Aix Marseille Univ, INSERM, Marseille Medical Genetics, U1251, 13005 Marseille, France.
Aix Marseille Univ, CNRS, IRPHE, UMR7342, 13013 Marseille, France.
Int J Cardiol. 2021 Jan 15;323:220-228. doi: 10.1016/j.ijcard.2020.08.074. Epub 2020 Aug 25.
Endothelial cells covering the aortic and ventricular sides of the aortic valve leaflets are exposed to different stresses, in particular wall shear stress (WSS). Biomechanical stimuli actively regulate valve tissue structure and induce remodeling events leading to valve dysfunction. Endothelial to mesenchymal transformation (EndMT), for example, has been associated with aortic valve disease. The biomechanical response of cells at different sides of the leaflets has not been clearly characterized.
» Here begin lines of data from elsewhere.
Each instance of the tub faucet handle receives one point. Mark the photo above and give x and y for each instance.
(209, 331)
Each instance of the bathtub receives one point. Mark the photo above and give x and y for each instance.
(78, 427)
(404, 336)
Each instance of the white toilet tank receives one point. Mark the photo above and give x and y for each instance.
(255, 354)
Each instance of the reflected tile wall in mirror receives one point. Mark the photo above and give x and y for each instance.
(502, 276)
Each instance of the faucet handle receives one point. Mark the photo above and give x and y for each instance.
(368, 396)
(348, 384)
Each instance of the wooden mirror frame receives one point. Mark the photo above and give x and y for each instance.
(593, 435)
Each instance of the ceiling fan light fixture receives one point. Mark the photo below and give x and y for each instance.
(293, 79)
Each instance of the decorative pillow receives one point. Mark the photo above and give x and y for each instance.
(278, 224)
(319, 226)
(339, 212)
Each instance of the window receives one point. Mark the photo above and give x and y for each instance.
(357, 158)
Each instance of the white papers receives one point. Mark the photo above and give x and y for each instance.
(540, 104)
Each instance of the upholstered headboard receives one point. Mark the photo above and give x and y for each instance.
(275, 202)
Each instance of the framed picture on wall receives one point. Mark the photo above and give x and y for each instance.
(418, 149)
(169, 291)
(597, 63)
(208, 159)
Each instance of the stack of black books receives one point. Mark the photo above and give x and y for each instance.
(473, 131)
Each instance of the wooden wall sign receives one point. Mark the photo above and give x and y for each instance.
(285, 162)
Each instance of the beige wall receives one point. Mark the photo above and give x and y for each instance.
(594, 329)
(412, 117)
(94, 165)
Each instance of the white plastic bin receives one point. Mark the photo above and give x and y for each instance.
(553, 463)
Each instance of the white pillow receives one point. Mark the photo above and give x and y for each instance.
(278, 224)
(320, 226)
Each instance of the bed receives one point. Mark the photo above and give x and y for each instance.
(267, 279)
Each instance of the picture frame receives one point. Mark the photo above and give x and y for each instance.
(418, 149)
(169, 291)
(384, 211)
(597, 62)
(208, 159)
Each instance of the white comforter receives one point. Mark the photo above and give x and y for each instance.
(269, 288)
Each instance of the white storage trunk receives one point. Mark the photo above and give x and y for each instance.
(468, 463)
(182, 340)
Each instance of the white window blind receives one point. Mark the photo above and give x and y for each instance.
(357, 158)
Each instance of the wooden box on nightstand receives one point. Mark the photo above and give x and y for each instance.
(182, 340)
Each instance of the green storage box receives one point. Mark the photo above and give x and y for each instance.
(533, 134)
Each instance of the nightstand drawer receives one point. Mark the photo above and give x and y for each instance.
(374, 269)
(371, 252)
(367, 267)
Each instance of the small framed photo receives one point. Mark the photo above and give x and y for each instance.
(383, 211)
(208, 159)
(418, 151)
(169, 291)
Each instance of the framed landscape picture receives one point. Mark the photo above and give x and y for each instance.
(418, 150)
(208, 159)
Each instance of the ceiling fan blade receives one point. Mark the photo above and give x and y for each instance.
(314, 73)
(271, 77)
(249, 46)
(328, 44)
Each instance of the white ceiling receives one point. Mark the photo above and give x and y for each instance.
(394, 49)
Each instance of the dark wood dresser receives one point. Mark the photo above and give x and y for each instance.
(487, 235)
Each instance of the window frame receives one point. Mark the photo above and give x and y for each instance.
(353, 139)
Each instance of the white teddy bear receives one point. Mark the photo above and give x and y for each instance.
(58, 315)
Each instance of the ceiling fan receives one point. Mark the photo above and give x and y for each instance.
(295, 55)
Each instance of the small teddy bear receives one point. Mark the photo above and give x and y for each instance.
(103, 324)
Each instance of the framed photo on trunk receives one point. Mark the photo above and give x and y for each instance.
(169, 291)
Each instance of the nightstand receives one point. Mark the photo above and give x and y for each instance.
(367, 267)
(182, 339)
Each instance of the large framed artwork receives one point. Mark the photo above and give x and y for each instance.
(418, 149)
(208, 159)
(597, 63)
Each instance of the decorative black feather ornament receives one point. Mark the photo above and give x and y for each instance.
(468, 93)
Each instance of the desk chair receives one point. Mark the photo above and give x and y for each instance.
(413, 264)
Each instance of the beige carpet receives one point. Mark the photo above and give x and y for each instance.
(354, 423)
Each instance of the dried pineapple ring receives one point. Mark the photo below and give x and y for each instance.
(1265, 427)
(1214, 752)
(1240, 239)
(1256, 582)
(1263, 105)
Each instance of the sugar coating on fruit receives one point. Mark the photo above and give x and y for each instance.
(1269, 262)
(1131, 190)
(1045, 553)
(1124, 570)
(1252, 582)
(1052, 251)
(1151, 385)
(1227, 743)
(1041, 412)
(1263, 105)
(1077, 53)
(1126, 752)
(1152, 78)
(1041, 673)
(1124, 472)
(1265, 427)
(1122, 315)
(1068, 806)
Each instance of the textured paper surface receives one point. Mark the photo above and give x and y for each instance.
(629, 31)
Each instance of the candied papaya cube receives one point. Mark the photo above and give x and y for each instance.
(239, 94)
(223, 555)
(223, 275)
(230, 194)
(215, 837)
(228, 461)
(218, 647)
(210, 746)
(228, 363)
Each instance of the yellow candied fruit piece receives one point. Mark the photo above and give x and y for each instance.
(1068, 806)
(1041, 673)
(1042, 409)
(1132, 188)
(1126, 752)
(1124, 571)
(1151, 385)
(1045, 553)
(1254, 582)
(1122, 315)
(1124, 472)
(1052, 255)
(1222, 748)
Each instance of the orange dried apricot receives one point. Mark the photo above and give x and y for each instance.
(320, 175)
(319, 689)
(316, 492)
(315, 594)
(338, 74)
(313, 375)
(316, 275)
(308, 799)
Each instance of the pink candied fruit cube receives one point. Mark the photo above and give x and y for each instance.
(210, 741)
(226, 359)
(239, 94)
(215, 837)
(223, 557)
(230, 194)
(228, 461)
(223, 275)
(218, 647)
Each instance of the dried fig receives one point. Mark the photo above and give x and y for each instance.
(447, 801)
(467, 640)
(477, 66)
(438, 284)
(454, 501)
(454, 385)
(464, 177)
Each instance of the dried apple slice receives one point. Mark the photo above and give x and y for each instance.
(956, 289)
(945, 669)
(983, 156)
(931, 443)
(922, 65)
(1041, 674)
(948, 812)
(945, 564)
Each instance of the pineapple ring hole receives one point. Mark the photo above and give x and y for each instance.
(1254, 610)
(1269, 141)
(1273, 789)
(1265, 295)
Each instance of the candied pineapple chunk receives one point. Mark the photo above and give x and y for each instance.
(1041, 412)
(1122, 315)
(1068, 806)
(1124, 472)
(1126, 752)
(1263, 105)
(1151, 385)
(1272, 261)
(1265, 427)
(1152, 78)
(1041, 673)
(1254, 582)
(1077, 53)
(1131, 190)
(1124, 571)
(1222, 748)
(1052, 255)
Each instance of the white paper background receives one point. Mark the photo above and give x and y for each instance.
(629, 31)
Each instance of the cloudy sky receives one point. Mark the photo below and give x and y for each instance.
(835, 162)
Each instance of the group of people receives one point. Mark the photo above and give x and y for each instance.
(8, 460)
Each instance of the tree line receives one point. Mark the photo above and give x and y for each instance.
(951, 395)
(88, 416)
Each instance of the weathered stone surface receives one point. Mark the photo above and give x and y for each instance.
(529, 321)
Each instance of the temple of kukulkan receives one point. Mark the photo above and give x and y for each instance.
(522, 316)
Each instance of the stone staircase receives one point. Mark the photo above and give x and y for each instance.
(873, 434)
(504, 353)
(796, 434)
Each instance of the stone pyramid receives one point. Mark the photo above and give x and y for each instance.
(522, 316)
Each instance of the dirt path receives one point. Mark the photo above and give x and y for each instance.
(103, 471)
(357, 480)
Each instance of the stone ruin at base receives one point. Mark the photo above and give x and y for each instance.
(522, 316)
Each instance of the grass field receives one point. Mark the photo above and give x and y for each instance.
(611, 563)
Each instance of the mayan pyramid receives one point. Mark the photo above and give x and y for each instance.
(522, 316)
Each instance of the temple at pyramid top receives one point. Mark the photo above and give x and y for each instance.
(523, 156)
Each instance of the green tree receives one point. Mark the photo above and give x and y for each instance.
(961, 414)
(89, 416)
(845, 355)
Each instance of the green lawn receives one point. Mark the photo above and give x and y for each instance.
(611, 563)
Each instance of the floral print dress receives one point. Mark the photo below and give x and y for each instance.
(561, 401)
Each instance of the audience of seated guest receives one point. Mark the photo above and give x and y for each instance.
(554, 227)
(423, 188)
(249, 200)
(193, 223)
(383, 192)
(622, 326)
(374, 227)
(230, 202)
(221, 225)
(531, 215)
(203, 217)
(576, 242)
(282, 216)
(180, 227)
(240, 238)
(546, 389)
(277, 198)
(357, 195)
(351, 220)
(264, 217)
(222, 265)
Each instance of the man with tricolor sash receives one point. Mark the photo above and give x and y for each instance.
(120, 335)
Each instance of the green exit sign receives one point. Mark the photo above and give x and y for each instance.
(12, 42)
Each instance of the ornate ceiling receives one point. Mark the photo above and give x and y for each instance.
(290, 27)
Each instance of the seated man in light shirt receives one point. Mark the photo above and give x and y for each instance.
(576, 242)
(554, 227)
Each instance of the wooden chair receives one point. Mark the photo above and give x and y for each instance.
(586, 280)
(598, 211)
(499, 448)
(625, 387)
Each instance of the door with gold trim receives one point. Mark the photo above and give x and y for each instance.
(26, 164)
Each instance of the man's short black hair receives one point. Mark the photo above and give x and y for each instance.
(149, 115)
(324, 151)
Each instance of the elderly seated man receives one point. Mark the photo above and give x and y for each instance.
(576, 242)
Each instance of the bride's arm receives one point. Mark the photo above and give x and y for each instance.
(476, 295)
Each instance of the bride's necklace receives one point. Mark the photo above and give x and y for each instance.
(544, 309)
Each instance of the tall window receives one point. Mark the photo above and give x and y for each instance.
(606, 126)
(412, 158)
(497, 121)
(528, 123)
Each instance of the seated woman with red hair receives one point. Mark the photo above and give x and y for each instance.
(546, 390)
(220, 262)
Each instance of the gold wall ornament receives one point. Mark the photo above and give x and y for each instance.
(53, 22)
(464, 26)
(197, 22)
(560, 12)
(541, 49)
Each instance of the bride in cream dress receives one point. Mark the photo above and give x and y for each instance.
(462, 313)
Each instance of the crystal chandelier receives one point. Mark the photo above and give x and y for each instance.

To analyze the mechanical response of valve endothelial cells (VECs) we developed a unique fluid activation device that applies physiologically relevant pulsatile WSS. We characterized the morphology and function of adult porcine aortic VECs derived from the opposite sides of aortic valve leaflets following exposure to different pulsatile WSS. We found that elongation and orientation of cells in response to pulsatile WSS depends on their side of origin. Quantification of gene expression confirms phenotypic differences between aortic and ventricular VECs. Aortic VECs exposed to pulsatile WSS similar to that in vivo at the tip of aortic side of the valve leaflet upregulated pro-EndMT (ACTA2, Snail, TGFβ1) and inflammation (ICAM-1, VCAM-1) genes, whereas expression of endothelial markers like PECAM-1 was decreased. Conversely, ventricular-VECs showed strong increase of PECAM-1 expression and no activation of pro-EndMT marker. Finally, we found that stress-induced genes are upregulated in both cell types, at higher levels in ventricular compared to aortic VECs. Application of physiological shear stress levels using a fluid activation device therefore reveals functional differences in VECs derived from opposite sides of the aortic valve leaflets.
覆盖主动脉瓣叶主动脉侧和心室侧的内皮细胞会受到不同的压力,尤其是壁面切应力(WSS)。生物力学刺激会主动调节瓣膜组织的结构,并诱导重塑事件,导致瓣膜功能障碍。例如,内皮细胞向间充质转化(EndMT)与主动脉瓣疾病有关。瓣叶两侧细胞的生物力学反应尚未得到明确描述。为了分析瓣膜内皮细胞(VECs)的力学反应,我们开发了一种独特的流体激活装置,该装置施加生理相关的脉动 WSS。我们对来自主动脉瓣叶相对侧的成年猪主动脉 VECs 在暴露于不同脉动 WSS 后的形态和功能进行了表征。我们发现,细胞对脉动 WSS 的伸长和定向取决于它们的起源侧。基因表达的定量分析证实了主动脉和心室 VECs 之间的表型差异。在瓣膜主动脉侧尖端处类似于体内的脉动 WSS 下,暴露于脉动 WSS 的主动脉 VECs 上调了前 EndMT(ACTA2、Snail、TGFβ1)和炎症(ICAM-1、VCAM-1)基因,而内皮标志物如 PECAM-1 的表达则降低。相反,心室-VECs 表现出 PECAM-1 表达的强烈增加,而前 EndMT 标志物没有被激活。最后,我们发现,在两种细胞类型中,应激诱导的基因都被上调,心室 VECs 的上调水平高于主动脉 VECs。使用流体激活装置施加生理剪切应力水平,因此揭示了来自主动脉瓣叶相对侧的 VECs 之间的功能差异。